Werley did not provide details of the project during his presentation, but Commission Member David Southern told Hood County News that it involved painting scenes relevant to Granbury’s history on window cutouts at the historic performance theater in the square. The project would be partially funded by donations from the Inge family.
Southern said Charles Inge had expressed a desire to see murals painted over these window cutouts, which are made of rock and contain no glass like real windows, before his death in 2020.
He said the Commission discussed using $10,000 from the Inge Fund and $10,000 from the city or community donations to complete the project in the 2022-23 fiscal year.

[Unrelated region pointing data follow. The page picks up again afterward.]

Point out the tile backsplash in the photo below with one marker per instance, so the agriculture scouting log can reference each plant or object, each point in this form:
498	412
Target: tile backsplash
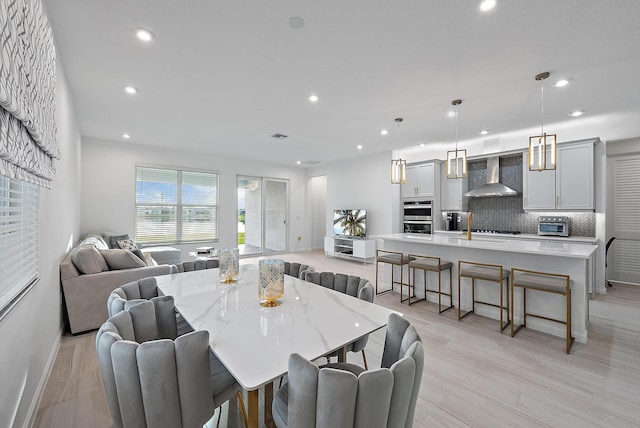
506	213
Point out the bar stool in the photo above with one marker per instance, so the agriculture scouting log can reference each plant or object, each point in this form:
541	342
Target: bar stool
484	272
429	264
544	282
394	258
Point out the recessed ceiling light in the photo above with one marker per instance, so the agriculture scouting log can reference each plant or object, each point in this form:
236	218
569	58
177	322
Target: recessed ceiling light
486	5
562	82
296	22
144	34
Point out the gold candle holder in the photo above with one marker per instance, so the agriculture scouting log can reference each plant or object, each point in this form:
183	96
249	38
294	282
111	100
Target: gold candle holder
228	265
271	281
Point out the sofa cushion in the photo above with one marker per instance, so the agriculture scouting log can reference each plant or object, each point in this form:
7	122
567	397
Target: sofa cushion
128	244
95	240
121	259
113	240
88	260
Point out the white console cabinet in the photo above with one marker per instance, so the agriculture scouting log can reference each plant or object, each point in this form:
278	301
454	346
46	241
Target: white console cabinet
355	248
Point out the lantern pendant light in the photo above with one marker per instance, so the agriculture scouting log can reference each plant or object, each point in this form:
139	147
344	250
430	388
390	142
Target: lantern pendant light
542	148
398	166
456	159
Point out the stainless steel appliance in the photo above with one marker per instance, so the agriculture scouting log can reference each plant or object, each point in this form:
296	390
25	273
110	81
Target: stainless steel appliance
417	217
417	226
553	226
417	210
452	221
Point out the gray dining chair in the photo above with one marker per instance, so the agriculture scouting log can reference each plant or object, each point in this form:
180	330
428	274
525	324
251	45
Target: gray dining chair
353	286
147	289
401	341
328	397
158	382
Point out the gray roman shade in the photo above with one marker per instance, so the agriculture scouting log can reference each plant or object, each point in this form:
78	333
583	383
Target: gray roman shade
28	132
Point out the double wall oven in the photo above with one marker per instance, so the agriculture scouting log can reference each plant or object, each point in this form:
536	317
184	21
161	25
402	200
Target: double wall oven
417	216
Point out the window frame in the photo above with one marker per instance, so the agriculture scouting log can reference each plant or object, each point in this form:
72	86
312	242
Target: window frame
24	259
179	206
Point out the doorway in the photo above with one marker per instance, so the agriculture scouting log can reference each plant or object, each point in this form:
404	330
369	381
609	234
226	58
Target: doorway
623	201
262	215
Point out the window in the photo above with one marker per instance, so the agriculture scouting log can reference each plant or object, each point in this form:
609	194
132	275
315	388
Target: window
174	206
18	240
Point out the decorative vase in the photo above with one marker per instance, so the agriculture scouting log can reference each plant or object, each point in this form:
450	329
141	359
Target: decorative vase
270	281
228	266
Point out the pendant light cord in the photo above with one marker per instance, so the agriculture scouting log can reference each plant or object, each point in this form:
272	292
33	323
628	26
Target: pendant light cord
542	106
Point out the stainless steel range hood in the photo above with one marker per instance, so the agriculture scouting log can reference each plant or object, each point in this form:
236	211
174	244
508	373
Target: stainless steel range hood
493	187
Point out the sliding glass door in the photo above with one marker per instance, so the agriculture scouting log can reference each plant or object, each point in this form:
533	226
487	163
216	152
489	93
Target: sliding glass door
262	215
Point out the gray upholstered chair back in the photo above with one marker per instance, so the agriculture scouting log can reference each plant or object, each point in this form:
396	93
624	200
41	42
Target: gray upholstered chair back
190	266
146	289
403	341
297	269
326	397
150	382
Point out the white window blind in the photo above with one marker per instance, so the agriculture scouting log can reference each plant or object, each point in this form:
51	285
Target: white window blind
18	240
176	206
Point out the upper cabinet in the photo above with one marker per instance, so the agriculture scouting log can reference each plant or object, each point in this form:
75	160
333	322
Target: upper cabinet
421	180
567	188
451	192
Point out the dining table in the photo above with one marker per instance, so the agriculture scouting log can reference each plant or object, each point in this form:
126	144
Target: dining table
254	342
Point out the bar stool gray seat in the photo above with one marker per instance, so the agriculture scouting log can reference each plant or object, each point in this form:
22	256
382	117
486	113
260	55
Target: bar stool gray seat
490	273
394	258
544	282
429	264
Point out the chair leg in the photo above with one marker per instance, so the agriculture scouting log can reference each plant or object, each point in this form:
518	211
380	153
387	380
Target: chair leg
364	358
243	409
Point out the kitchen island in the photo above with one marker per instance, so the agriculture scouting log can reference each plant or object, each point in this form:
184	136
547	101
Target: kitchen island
571	259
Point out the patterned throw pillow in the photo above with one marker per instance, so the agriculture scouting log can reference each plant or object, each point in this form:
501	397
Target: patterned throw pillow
127	244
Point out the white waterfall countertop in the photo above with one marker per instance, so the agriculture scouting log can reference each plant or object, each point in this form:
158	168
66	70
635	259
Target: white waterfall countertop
486	242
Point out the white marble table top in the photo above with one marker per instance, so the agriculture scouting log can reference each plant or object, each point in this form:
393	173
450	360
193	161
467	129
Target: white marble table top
254	342
554	248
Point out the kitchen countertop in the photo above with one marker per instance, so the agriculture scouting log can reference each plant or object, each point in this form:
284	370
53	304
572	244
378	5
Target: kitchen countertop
487	242
574	239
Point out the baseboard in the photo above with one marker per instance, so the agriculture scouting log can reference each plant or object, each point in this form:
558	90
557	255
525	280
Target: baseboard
35	403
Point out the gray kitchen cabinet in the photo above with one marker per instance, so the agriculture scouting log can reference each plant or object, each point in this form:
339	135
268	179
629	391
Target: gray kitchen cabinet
570	187
421	180
451	192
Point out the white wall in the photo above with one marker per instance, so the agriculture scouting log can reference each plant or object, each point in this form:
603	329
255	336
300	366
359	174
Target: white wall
362	183
30	333
108	189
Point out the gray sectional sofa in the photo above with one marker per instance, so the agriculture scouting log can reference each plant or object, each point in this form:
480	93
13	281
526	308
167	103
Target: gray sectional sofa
91	271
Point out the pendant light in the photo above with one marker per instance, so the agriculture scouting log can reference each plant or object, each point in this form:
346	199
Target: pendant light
542	146
398	166
456	159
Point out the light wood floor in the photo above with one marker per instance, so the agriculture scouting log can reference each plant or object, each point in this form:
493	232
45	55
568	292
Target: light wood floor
473	376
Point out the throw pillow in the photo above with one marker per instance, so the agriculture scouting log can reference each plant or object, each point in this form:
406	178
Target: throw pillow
88	260
113	240
128	244
121	259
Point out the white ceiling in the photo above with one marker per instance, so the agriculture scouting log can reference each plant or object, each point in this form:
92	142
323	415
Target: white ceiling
222	76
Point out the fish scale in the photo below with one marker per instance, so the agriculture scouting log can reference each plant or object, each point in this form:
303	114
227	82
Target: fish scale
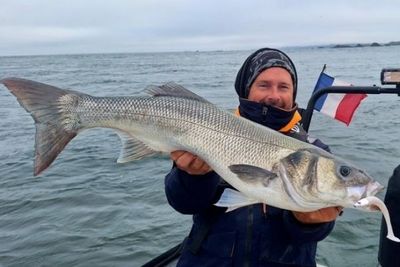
264	165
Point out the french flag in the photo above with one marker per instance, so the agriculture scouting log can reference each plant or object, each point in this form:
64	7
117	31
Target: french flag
338	106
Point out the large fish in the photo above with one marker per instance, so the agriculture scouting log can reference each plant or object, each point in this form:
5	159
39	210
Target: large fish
264	165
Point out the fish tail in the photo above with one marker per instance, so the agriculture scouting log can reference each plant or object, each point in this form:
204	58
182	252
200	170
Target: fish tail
49	106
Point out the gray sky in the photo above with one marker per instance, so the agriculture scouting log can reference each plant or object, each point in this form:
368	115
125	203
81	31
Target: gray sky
79	26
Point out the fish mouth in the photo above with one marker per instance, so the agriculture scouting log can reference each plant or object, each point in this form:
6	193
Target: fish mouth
372	189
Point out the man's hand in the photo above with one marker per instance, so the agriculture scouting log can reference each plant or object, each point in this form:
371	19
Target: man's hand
318	216
190	163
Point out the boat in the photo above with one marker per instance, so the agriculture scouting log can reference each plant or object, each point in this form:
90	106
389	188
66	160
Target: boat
389	251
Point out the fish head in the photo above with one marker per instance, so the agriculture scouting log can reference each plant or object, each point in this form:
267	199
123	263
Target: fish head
313	177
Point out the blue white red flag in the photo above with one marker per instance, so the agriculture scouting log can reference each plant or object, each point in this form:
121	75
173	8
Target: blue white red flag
338	106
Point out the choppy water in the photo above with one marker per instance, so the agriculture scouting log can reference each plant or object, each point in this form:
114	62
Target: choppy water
88	211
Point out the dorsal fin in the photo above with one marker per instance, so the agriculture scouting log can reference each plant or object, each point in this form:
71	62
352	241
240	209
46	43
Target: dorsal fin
173	89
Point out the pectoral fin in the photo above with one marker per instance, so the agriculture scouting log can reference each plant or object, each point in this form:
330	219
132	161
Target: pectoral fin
233	199
253	174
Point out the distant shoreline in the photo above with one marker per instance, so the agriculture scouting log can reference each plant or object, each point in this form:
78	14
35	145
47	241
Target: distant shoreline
374	44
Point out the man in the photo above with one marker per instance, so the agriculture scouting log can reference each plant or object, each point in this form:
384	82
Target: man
256	235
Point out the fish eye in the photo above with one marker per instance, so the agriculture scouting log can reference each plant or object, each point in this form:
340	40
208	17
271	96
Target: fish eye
345	171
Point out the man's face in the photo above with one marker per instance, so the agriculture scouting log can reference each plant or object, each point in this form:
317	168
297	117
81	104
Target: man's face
273	86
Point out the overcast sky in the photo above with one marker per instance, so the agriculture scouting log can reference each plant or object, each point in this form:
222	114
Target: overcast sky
78	26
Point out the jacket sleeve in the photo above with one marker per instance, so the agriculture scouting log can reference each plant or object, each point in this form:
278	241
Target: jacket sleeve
306	232
190	194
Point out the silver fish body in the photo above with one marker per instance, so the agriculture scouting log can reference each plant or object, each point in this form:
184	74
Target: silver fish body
264	165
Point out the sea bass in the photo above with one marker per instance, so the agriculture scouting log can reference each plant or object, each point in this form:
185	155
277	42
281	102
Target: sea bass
264	165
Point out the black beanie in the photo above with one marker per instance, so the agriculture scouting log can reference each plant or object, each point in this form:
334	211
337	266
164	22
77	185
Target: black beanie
259	61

Southern said the Commission may offer to seek public input on what scenes the murals should depict. He noted that the scenes would have to be approved by the city’s Historic Preservation Commission.
The 15-page public art master plan includes goals, budget information, public art acquisition criteria, and guidelines for public art management and maintenance. He proposes the creation of a Cultural Arts District website accessible through links on the City and Visit Granbury websites.

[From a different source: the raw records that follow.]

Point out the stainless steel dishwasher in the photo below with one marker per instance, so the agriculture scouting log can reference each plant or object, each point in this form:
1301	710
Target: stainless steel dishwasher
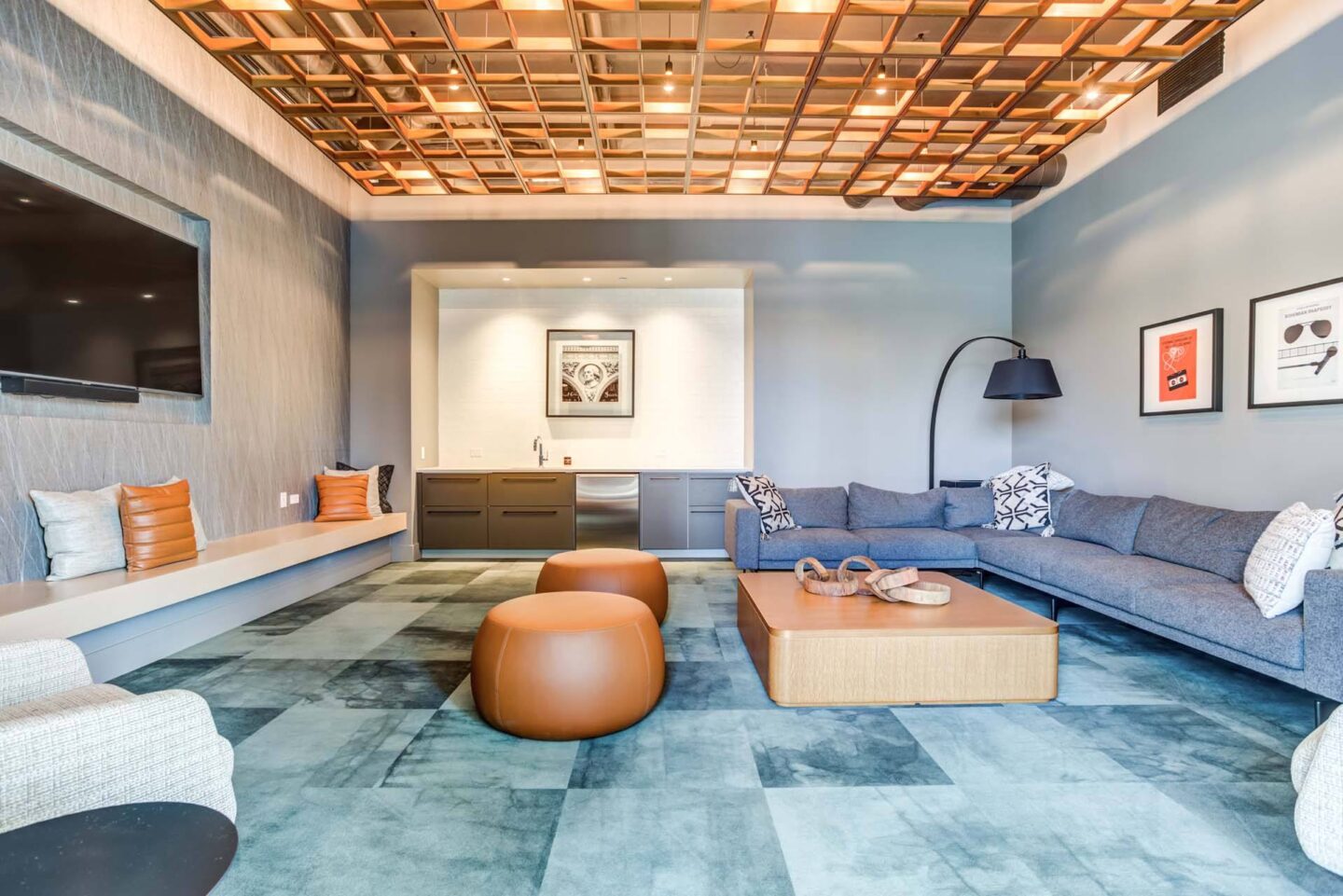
607	509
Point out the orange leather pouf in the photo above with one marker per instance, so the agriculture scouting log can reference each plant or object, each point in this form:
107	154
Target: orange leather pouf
567	665
613	570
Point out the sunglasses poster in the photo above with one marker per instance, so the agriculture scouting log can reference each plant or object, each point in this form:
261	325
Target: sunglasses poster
1295	347
1181	365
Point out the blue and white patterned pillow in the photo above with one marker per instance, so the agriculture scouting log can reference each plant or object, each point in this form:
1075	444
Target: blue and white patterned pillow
1021	499
1336	558
765	494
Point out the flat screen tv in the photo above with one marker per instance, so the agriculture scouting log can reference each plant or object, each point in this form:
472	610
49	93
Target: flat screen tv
90	296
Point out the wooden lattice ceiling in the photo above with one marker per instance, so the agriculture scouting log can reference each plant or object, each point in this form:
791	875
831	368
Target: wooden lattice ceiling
820	97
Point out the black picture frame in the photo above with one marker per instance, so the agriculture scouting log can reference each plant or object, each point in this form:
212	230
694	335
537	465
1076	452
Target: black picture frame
1215	405
1254	308
629	378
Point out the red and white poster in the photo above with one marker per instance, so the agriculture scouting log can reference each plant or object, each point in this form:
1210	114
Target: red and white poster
1181	365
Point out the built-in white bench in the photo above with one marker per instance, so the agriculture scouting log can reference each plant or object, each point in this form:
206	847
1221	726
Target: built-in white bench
125	619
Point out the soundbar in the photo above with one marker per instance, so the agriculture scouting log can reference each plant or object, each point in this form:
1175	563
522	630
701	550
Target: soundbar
64	389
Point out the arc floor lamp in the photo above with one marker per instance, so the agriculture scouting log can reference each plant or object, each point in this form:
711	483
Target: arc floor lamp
1016	379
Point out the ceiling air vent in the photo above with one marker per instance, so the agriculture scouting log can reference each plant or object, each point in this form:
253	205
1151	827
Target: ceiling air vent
1190	73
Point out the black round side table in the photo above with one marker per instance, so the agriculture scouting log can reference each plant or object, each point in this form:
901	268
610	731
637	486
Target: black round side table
141	849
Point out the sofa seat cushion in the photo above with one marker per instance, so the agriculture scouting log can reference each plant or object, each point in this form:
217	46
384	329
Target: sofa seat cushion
1225	614
1025	554
1116	579
823	544
918	544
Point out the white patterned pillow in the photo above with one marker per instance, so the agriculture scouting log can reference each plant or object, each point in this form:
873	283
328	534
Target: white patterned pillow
82	531
765	494
1058	481
1021	499
1296	542
1336	560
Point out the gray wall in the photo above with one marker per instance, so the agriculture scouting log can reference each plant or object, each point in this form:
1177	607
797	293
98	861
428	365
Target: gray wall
76	112
851	325
1239	198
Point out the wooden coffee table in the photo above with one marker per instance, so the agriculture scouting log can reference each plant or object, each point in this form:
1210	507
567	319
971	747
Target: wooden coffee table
812	651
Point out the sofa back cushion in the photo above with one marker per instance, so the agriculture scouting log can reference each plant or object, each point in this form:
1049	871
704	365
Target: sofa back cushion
1201	536
824	508
1101	518
968	506
873	508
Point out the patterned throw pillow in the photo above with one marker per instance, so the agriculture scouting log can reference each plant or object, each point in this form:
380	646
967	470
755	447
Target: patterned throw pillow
765	494
1296	542
1021	499
1336	560
384	481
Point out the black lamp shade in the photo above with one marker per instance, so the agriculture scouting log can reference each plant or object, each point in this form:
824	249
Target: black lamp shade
1022	378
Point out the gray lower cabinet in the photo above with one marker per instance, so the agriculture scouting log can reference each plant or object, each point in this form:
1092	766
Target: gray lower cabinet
664	511
532	528
707	530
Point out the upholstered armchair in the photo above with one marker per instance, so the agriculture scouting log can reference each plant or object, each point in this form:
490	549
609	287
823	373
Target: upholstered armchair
1318	777
67	744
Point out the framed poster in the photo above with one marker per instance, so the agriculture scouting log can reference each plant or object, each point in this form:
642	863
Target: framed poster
1181	365
588	372
1295	347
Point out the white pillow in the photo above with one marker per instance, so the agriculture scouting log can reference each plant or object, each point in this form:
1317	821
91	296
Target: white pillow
201	542
1296	542
1021	499
375	506
1336	559
1058	481
82	531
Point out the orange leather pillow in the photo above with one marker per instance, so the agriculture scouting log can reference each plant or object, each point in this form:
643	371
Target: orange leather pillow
156	524
341	497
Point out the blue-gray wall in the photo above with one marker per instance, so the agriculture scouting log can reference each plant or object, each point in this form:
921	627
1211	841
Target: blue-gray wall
851	325
76	112
1239	198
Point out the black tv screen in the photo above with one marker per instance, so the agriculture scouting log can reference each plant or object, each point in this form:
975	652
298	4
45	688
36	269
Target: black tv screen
91	296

Besides Werley and Southern, members of the Cultural Arts Commission include Janice Horak, Barbara Loyd, Stacey Martin, Mickey Parson and Mary Ella Riley.
The Commission was created by City Council in 2018. The City has also established a Public Arts Policy to guide the Commission in creating its master plan.
The panel gathered feedback from local residents through surveys and worked with community and business associations, stakeholders, land and business owners, and city staff.
The board’s adoption of the master plan included commitments that impact budgeting over the next five years.
The budget indicated in the master plan for the 2022-2023 fiscal year, which will begin on October 1 and run until September 30, 2023, is for a minimum income of $70,000. Of this amount, $20,000 will come from stakeholder contributions and the rest will come from the city through the hotel occupancy tax and remaining funds provided by the Inge family.
Budgets for future years that are included in the master plan increase slightly with each budget cycle and include increasing amounts for grants from the Texas Commission on the Arts – $3,000 for 2023-2024, $5,000 for 2024- 2025 and $10,000 for 2025-2026.
Southern noted that the biggest tourist attraction in Oslo, Norway is the sculpture garden behind its city hall. He said the sculptures outside the Langdon Center near Granbury Square are a tourist favourite.
“It’s surprising,” he said, “but people will drive to see public art. And cultural art is tourism.”